Wer ist der böse Wolf?

Voller Stern Voller Stern Voller Stern Leerer Stern Leerer Stern
mammutkeks Avatar

Von

Einen klassisch komponierten Krimi legt Nele Neuhaus auch mit "Böser Wolf" vor, ihrem sechsten Roman rund um die Kommissare Pia Kirchhoff und Oliver von Bodenstein. Alles beginnt mit einer unbekannten Leiche, einem jungen Mädchen, das nackt im Main treibend gefunden wird. Doch ist sie nicht im Fluss ertrunken, sondern in gechlortem Wasser. Und auch die vielfältigen Verletzungen lassen auf eine lange Zeit der Misshandlung schließen.
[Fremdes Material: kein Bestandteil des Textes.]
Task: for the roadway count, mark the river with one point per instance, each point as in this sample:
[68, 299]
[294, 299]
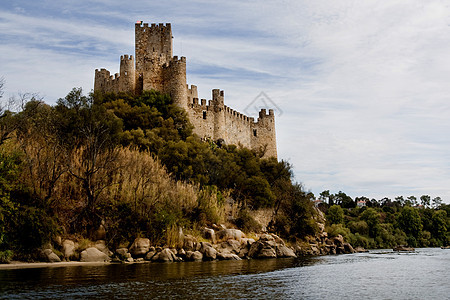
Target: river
[379, 274]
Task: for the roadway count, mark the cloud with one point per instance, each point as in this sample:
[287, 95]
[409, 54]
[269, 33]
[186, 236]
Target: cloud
[362, 84]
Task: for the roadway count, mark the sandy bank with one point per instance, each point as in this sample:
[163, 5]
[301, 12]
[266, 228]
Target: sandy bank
[25, 265]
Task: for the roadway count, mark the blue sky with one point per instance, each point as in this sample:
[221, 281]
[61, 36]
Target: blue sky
[363, 85]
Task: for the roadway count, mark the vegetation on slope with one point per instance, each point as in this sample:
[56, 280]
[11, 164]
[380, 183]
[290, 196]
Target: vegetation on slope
[133, 165]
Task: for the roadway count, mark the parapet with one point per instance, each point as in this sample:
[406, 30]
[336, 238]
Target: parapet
[126, 57]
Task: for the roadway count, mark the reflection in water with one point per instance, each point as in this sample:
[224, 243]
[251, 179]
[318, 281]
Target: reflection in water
[384, 275]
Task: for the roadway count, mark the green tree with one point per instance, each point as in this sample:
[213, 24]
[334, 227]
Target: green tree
[372, 218]
[425, 200]
[335, 215]
[410, 222]
[440, 223]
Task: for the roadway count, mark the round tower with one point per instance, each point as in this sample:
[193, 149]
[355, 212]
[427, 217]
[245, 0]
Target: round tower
[127, 81]
[174, 75]
[219, 115]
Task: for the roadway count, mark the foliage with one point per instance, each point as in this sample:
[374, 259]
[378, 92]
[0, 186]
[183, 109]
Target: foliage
[335, 215]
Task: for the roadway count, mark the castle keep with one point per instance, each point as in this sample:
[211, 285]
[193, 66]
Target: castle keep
[155, 67]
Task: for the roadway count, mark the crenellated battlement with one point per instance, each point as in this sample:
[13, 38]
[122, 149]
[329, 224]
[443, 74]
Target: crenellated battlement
[154, 67]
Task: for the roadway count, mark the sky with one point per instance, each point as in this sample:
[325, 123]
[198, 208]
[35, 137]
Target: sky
[361, 88]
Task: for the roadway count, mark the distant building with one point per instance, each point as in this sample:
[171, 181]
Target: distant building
[361, 203]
Schnell wird der Fall jedoch im Kommissariat Hofheim durch die Vergewaltigung und Verletzung von Hanna Herzmann überlagert. Die TV-Moderatorin war offenbar einer großen Geschichte auf der Spur, in der es um Kindesmisshandlung und -missbrauch geht. Doch bevor sie - und damit der Leser - Näheres erfährt, wird sie selbst Opfer und landet auf der Intensivstation.
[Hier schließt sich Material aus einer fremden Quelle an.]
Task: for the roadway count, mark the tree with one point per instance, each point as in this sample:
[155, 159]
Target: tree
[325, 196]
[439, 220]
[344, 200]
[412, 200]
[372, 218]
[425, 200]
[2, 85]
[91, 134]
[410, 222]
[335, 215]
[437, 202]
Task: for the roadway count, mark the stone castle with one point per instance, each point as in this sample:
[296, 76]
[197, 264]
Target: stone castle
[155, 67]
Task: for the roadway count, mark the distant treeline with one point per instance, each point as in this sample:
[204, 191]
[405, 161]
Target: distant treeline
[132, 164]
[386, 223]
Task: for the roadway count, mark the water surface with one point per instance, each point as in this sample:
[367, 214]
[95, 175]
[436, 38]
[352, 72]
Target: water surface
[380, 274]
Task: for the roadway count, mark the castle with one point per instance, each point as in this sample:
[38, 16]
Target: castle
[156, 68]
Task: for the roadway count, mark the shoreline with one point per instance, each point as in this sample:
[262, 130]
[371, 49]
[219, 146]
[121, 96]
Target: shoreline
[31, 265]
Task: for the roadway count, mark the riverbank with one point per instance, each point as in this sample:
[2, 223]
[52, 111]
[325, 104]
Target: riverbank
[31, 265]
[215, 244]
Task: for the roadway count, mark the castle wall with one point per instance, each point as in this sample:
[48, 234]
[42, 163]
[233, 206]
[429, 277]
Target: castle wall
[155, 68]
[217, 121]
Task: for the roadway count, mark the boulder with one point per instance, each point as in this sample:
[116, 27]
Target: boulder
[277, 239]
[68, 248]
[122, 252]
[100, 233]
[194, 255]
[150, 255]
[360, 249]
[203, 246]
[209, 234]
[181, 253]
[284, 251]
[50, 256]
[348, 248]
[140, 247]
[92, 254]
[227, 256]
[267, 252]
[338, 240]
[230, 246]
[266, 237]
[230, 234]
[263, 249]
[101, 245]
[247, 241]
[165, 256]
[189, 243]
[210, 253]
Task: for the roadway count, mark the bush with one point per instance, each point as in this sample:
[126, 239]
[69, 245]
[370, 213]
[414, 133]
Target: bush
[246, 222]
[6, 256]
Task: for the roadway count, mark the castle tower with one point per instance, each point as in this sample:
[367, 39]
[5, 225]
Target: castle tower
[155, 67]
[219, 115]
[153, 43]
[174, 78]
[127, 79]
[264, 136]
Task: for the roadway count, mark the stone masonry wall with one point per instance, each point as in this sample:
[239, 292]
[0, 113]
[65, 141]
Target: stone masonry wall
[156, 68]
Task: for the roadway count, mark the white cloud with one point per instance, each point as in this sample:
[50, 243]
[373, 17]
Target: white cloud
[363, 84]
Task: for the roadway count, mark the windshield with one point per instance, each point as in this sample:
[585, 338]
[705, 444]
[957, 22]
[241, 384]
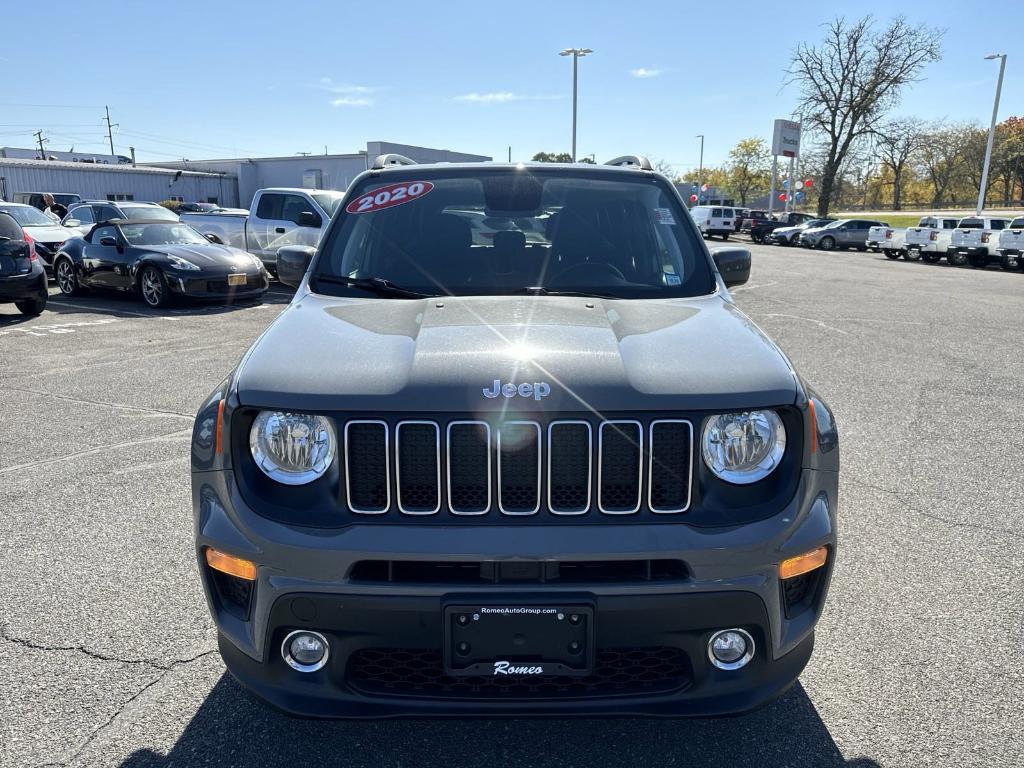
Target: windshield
[29, 216]
[503, 231]
[328, 201]
[162, 235]
[147, 212]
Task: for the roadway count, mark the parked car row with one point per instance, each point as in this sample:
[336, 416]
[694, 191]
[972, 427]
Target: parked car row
[974, 241]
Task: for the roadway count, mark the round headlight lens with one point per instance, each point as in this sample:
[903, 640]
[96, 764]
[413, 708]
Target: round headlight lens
[293, 449]
[743, 448]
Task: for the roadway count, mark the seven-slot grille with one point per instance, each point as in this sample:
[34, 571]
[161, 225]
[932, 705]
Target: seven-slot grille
[572, 467]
Parallel zur Polizei versucht auch Herzmanns Tochter Meike etwas über die Hintergründe zu recherchieren - und gerät dabei selbst in Gefahr. Neben den verschiedenen Polizisten, die aktuell oder ehemals im Kommissariat arbeiten, den unterschiedlichen TV-Menschen kommen auch noch diverse Personen aus Pias schulischer Vergangenheit vor, die ebenfalls eine tragende Rolle haben. Damit ist ausreichend Personal vorhanden, um die Geschichte aus unterschiedlichen Perspektiven zu erzählen. Damit erlangt der Leser eine gewisse Ahnung, die jedoch nicht verifizierbar ist. Daher hat man schon früh die Ahnung, wer hinter der Geschichte steht, wer der "Böse Wolf" sein könnte - und zumindest ich hatte nach Ende der Lektüre den richtigen Instinkt.
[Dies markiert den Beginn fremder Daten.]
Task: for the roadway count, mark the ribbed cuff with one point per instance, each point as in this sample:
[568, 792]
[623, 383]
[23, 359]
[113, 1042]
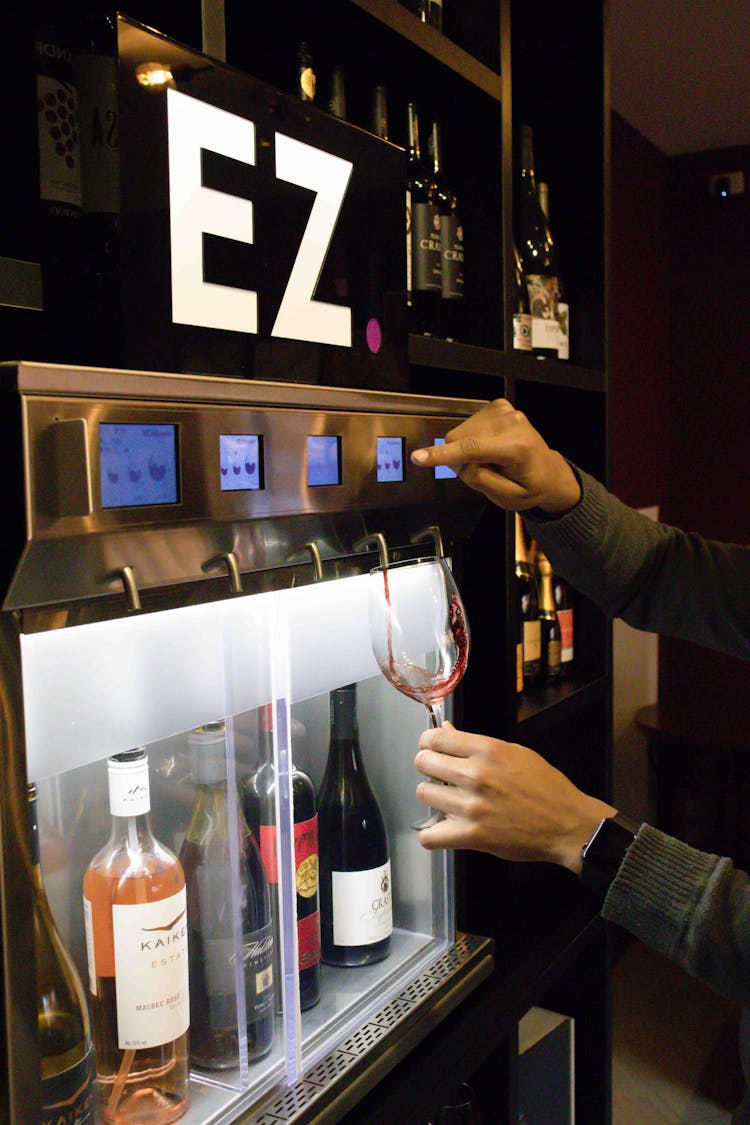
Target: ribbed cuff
[657, 888]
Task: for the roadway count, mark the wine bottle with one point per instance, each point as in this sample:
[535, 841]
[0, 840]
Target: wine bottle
[379, 111]
[563, 603]
[306, 81]
[337, 95]
[451, 245]
[527, 608]
[563, 307]
[355, 880]
[259, 802]
[424, 261]
[538, 253]
[136, 928]
[206, 860]
[550, 626]
[64, 1032]
[521, 314]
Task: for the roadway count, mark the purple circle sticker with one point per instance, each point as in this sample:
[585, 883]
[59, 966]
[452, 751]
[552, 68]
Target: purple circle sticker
[373, 335]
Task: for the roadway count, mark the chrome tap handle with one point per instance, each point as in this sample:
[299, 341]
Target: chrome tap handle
[233, 569]
[379, 541]
[434, 533]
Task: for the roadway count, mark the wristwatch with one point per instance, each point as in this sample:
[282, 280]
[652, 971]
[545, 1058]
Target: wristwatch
[603, 855]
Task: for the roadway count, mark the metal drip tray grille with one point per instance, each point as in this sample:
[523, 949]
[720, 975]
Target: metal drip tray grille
[458, 971]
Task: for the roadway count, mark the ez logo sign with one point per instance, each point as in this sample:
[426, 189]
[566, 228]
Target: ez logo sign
[196, 210]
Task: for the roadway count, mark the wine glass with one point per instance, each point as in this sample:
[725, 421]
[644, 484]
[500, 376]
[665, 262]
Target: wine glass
[419, 633]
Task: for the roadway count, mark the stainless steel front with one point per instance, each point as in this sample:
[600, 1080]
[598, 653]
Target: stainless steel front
[75, 548]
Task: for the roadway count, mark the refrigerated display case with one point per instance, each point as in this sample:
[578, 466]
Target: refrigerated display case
[186, 550]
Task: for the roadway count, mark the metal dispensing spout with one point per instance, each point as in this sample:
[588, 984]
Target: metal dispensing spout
[379, 540]
[434, 533]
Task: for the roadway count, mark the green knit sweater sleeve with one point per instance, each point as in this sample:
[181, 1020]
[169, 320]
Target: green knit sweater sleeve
[651, 575]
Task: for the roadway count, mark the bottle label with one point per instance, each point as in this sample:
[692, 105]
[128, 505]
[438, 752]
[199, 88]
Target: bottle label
[522, 331]
[69, 1098]
[258, 956]
[566, 620]
[451, 237]
[151, 960]
[60, 155]
[426, 255]
[362, 906]
[532, 641]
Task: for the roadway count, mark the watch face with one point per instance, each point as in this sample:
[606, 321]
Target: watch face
[603, 855]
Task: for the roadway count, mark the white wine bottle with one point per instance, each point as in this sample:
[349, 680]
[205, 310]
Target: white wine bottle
[65, 1044]
[136, 928]
[538, 253]
[355, 882]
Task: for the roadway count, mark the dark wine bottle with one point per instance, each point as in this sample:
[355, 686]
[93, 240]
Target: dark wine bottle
[563, 603]
[549, 624]
[424, 261]
[206, 860]
[521, 313]
[527, 608]
[563, 307]
[64, 1032]
[355, 881]
[538, 253]
[259, 802]
[451, 245]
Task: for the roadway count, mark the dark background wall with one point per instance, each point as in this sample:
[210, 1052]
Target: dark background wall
[680, 363]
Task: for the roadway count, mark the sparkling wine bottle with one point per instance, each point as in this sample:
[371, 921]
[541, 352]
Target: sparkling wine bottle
[259, 801]
[538, 253]
[135, 911]
[549, 624]
[355, 881]
[65, 1043]
[206, 860]
[423, 253]
[527, 602]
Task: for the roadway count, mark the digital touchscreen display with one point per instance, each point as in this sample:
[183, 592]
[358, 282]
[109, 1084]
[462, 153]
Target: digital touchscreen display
[323, 460]
[137, 464]
[241, 461]
[390, 459]
[442, 471]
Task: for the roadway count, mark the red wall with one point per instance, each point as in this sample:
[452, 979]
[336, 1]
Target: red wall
[680, 365]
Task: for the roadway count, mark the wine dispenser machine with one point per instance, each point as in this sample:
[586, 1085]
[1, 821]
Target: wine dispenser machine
[184, 572]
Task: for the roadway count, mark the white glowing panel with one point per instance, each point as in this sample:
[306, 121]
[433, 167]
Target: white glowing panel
[95, 690]
[196, 210]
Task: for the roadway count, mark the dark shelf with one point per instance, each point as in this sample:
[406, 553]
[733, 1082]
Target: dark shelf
[548, 707]
[396, 17]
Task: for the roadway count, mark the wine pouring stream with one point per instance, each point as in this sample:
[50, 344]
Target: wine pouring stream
[418, 630]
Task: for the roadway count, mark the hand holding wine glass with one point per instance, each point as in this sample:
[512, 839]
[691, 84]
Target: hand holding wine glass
[418, 632]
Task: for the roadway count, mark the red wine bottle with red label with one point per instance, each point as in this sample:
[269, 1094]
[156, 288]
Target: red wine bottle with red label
[259, 800]
[355, 882]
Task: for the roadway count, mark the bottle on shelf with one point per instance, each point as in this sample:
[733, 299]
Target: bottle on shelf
[337, 95]
[134, 905]
[64, 1031]
[451, 245]
[379, 110]
[563, 307]
[550, 627]
[527, 608]
[306, 80]
[355, 879]
[538, 253]
[206, 856]
[259, 802]
[423, 258]
[521, 312]
[563, 603]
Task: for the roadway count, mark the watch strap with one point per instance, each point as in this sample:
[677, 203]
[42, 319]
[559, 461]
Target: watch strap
[604, 853]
Wie schon bei den Vorgängern nimmt das private Leben der Protagonisten einen großen Raum ein - diesmal steht vor allem Pia im Mittelpunkt, weniger von Bodenstein. Doch gleichzeitig werden auch vielfältige Schicksale rund um die Verdächtigen, Täter und Opfer in manchmal epischer Breite ausgeführt. Das macht zum einen den Reiz der Neuhausschen Krimis aus, führt aber auch immer wieder dazu, dass man sich fragt, warum denn nicht miteinander geredet wird. Und auch dazu, dass die Lektüre manchmal langwierig ist - ohne dass wirklich Spannung aufkommt.